In its lesser form, as exhibited by me, it mainly comes down to a moment where someone becomes "dead" to me. They might not even know it. But somewhere along the line, someone will betray me, or handle a crisis completely wrong, and that's it -- I have no more use for them. Usually, they don't know it, though. Years can pass, with pleasantries exchanged every time we meet; heck, I might even have a beer or two with one of these people. But they don't get anything out of me. Defensively, I fend off questions with old anecdotes or faux muttering and stammering. I won't invest anything of myself into the conversation (this is pretty easy, since I hate chit-chat to begin with). Or half-hearted questions about the other person.
Some would find this sad, and think, "My goodness. You must be building up tons of stress inside!" But it's not like that; it's surprisingly freeing (and believe me, me and my gastroenterologist can tell you a thing or two about internalizing stress). I'm not investing anything in the conversation, and if the other person walks away a little disoriented by the whole thing ... ah well, so be it. This is hardly an "If they were on fire, I wouldn't piss on them" level of sentiment. Ideally, these people will fade away, the way people generally do anyway if you don't make some effort to hold them close. If they cling like a vine, it's not like I've expended any energy, apart from the occasional noncommittal phone conversation, or fifteen minutes wasted in the Bi-Lo.

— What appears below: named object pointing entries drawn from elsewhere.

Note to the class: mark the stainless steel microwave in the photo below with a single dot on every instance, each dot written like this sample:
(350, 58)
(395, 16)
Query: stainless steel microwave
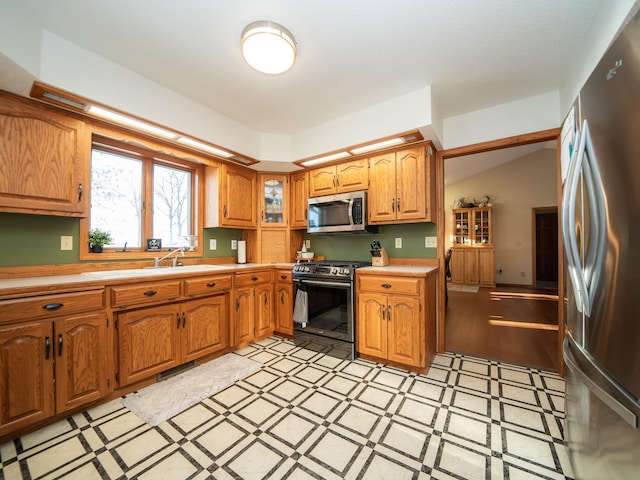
(343, 212)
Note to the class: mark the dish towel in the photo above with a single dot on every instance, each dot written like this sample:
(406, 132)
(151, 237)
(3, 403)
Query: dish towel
(300, 312)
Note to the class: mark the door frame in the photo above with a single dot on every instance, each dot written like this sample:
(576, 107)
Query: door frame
(507, 142)
(534, 251)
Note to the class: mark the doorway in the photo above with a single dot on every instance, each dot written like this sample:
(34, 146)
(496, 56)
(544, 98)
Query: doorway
(545, 244)
(557, 328)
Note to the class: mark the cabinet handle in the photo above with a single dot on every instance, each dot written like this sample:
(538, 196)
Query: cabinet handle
(53, 306)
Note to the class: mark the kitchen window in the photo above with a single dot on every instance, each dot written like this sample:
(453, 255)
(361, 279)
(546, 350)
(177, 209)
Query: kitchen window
(138, 194)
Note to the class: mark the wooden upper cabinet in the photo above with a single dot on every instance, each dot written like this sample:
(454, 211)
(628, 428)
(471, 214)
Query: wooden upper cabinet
(230, 197)
(345, 177)
(274, 199)
(402, 186)
(299, 195)
(45, 160)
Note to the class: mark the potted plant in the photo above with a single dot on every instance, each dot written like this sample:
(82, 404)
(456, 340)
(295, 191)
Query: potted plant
(98, 238)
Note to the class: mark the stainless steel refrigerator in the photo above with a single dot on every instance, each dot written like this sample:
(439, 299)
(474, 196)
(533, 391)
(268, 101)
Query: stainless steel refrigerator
(601, 230)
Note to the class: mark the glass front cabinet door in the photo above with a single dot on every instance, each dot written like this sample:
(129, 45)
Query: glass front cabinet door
(274, 200)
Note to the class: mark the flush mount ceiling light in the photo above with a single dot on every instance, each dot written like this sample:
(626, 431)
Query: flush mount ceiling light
(268, 47)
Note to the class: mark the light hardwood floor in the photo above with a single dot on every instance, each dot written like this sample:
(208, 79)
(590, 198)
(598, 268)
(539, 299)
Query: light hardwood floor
(510, 324)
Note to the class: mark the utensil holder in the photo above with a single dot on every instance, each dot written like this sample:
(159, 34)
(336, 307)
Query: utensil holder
(382, 260)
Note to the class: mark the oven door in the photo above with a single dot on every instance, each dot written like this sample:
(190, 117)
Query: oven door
(330, 311)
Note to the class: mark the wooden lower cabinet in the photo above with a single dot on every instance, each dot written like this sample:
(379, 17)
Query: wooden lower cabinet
(155, 339)
(389, 328)
(51, 366)
(473, 266)
(284, 303)
(395, 319)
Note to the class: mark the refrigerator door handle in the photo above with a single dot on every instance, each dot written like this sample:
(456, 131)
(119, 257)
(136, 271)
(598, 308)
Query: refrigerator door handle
(626, 414)
(568, 227)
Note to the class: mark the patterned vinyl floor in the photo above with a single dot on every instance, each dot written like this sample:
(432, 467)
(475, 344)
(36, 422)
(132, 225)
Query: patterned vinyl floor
(306, 415)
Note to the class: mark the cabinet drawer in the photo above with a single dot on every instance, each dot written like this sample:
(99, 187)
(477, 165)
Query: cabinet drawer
(44, 306)
(407, 286)
(207, 285)
(253, 278)
(284, 276)
(139, 294)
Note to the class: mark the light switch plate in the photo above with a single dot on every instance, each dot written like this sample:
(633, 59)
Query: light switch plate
(66, 242)
(430, 242)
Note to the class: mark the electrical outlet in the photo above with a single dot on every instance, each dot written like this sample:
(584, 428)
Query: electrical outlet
(430, 242)
(66, 242)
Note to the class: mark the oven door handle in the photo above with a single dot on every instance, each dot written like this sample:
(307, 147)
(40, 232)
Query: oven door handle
(324, 284)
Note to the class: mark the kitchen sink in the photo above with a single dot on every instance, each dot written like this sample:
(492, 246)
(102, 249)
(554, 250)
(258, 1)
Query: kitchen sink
(152, 271)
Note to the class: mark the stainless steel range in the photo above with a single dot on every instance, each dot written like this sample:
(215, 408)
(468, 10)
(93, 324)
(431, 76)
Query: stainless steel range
(324, 313)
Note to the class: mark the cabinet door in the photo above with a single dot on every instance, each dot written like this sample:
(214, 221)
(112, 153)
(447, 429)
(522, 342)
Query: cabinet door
(382, 188)
(274, 200)
(471, 274)
(486, 267)
(204, 327)
(411, 184)
(45, 159)
(404, 332)
(244, 308)
(26, 375)
(238, 203)
(81, 349)
(149, 342)
(371, 325)
(264, 310)
(352, 176)
(299, 196)
(457, 265)
(322, 181)
(284, 309)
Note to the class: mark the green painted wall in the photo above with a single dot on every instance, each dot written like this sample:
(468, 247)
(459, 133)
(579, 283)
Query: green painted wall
(35, 240)
(356, 247)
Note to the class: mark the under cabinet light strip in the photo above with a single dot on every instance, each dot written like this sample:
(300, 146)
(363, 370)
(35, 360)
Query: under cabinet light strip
(204, 146)
(131, 122)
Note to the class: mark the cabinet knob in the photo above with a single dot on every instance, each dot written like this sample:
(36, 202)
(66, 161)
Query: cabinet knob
(53, 306)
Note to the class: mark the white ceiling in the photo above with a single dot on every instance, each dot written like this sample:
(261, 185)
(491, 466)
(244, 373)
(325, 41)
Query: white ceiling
(351, 53)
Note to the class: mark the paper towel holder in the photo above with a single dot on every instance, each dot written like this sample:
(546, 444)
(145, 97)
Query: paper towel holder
(242, 251)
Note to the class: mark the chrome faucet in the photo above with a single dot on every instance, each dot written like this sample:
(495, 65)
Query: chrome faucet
(157, 260)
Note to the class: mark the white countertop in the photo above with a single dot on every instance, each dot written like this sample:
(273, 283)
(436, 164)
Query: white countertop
(423, 269)
(104, 276)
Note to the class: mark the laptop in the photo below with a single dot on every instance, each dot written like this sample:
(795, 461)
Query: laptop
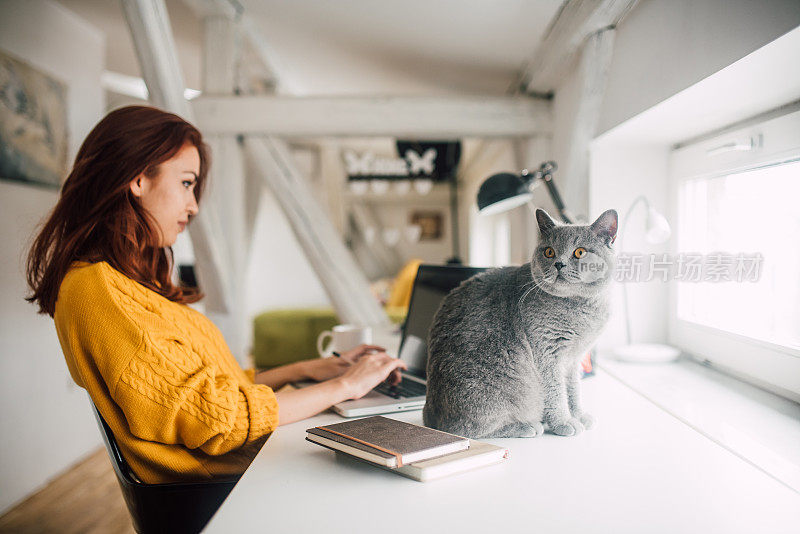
(432, 284)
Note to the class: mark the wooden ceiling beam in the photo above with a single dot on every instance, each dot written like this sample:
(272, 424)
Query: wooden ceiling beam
(575, 22)
(416, 117)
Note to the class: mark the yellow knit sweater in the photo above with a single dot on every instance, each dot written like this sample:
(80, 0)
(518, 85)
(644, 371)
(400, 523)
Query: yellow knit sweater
(160, 373)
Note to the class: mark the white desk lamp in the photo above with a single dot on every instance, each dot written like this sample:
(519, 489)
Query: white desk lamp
(657, 231)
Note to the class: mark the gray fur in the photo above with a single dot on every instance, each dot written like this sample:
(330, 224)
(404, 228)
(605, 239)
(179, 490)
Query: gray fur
(505, 346)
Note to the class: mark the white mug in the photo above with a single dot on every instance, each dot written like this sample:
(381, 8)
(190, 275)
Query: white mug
(344, 337)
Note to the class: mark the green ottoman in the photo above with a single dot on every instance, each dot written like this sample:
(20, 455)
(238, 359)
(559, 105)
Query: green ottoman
(286, 336)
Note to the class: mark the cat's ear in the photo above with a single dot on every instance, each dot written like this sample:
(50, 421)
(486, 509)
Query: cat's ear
(605, 226)
(546, 224)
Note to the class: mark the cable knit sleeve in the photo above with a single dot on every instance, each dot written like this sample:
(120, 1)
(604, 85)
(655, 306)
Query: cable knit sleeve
(168, 384)
(169, 395)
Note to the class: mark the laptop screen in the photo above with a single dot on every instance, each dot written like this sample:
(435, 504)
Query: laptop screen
(432, 284)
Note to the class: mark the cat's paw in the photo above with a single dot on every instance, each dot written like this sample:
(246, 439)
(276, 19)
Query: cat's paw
(569, 427)
(586, 420)
(531, 430)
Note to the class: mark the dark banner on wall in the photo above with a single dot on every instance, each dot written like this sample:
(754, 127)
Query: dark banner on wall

So maybe that's a petty revenge in its own right -- this little secret that only I know about the dynamics of an acquaintance. It's certainly not a sense of Southern graciousness; believe me, folks around here have a talent for passive-aggressive nasty-nice Southernisms, so I definitely don't let it descend into that.
So what it boils down to is this: Serious thanks, mom, for yet another nifty tool for dealing with the nature of the world.